The final quarter of the 2012/13 financial year was full of volatility. May saw our market hit highs not seen since the GFC but the market began to pull back in the middle of May and this pull back continued into June. The final result was the market dropped 163.9 points or -3.3% for the quarter.
The final result for the 2012/13 financial year has still been very positive. The ASX/200 rose 708 points to record a 12 month return of 17.29%.
The market pull back has provided good buying opportunities especially within the banking sector where prior to the pull back valuations were looking stretched. Dividend income is still particularly strong as demonstrated below:
|Grossed Up Dividend Yield at 30/06/2013
This quarter the RBA provided us with a 0.25% interest rate cut with the official cash rate now sitting at 2.75%. We are expecting another interest rate cut over the coming months however the falling Australian dollar may delay this cut. It should be noted that interest rates are at 40 year lows and mortgage holders need to consider if it time to fix rates over the coming months.
Our outlook for the Australian Share market is still positive and while we expect volatility to continue these negative periods provide the perfect time to enter the market.

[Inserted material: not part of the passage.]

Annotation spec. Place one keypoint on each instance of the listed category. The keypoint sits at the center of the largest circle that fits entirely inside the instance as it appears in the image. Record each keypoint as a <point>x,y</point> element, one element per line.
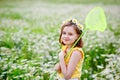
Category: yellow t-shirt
<point>77,72</point>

Coming out of the first quarter of 2013 the data shows our economy is slowing down. The first quarter GDP statistics were weaker than expected with the economy growing around 2.5%, which is below the 3% trend rate of growth.
Consumer confidence fell 7% in May, which was the biggest monthly decline since December 2011. This can probably largely be attributed to the Federal budget.
Job vacancies fell 2.4% in May after falling 1.7% in April to what the ANZ described as “the lowest level so far in this cycle”. Household surveys also showed more people are concerned about losing their jobs. This will also put pressure on GDP as higher unemployment, low consumer confidence and tighter household expenditure will likely further restrict growth.
The future of Australia’s interest rates and also the sharemarket will be highly dependent upon our unemployment rate. The unemployment rate was 5.50% in May and has increased by 0.20% over the last 6 months. The future unemployment rate will reflect the level of economic strength or recovery in the months to come.
Notwithstanding the softer data, the Reserve Bank of Australia (RBA) decided to leave interest rates alone (currently 2.75%) at its meetings in early June and July. In a statement released after the meeting, the RBA noted the slower pace of growth and that inflation remains under control, while the effects of past interest rate cuts are showing up in household behaviour. The lower Australian dollar was mentioned as a factor contributing to easier financial conditions which did not justify an immediate rate cut. However, the Bank noted scope for further rate cuts in future if necessary to which we expect another before December 2013.
What’s Causing the Current Market Volatility?
Amongst the many factors that are driving the volatility in the Australian market at present, four big ones spring to mind.
First, there are global forces which are driven by nervousness surrounding the “tapering” of quantitative easing in the US.
On the 19th June, US Federal Reserve chairman Ben Bernanke indicated that “tapering” – slowing the pace of the Fed’s asset purchases – could begin later in the year if growth, inflation and the labour market meet expectations. Markets reacted negatively to this statement.
Second, there are concerns around Chinese growth being disappointingly slow and unease around a credit squeeze.
Mid June saw the unofficial manufacturing PMI for June fall to a worse than expected 48.3 which represented a 9 month low and signalled contraction within China’s economy.
A sharp spike in interbank rates in China raised concerns over the stability of China’s banking system, culminating in a near-panic on the 25th June when the Shanghai Composite index fell 6% intraday before rallying 6% later in the day after the People’s Bank of China said it had injected funds into some financial institutions to bolster their liquidity.
Third, there are domestic factors at play, with the resource sector outlook under threat following commodity price falls and profit downgrades.
Commodity prices have been generally lower dragged down by both the “QE Tapering” & “China” fears. Gold has been the biggest casualty falling 13% over the month of June.
Most companies within this sector are delaying or cancelling projects and undertaking cost cutting measures.
And fourth, the sharp fall of the Australian dollar is prompting overseas investors to repatriate their funds, and in order to do so, they are rushing to sell Australian assets.
While this is a negative for anyone planning an overseas holiday there is a general belief that a lower currency is not only good for an economy’s competitiveness but also its stock market. This has been demonstrated in Japan with the Nikkei booming since its currency headed South.
A lower Australian dollar will make Rio & BHP Billiton more profitable companies, as their exports, albeit with lower commodity prices get converted to Australian Dollars.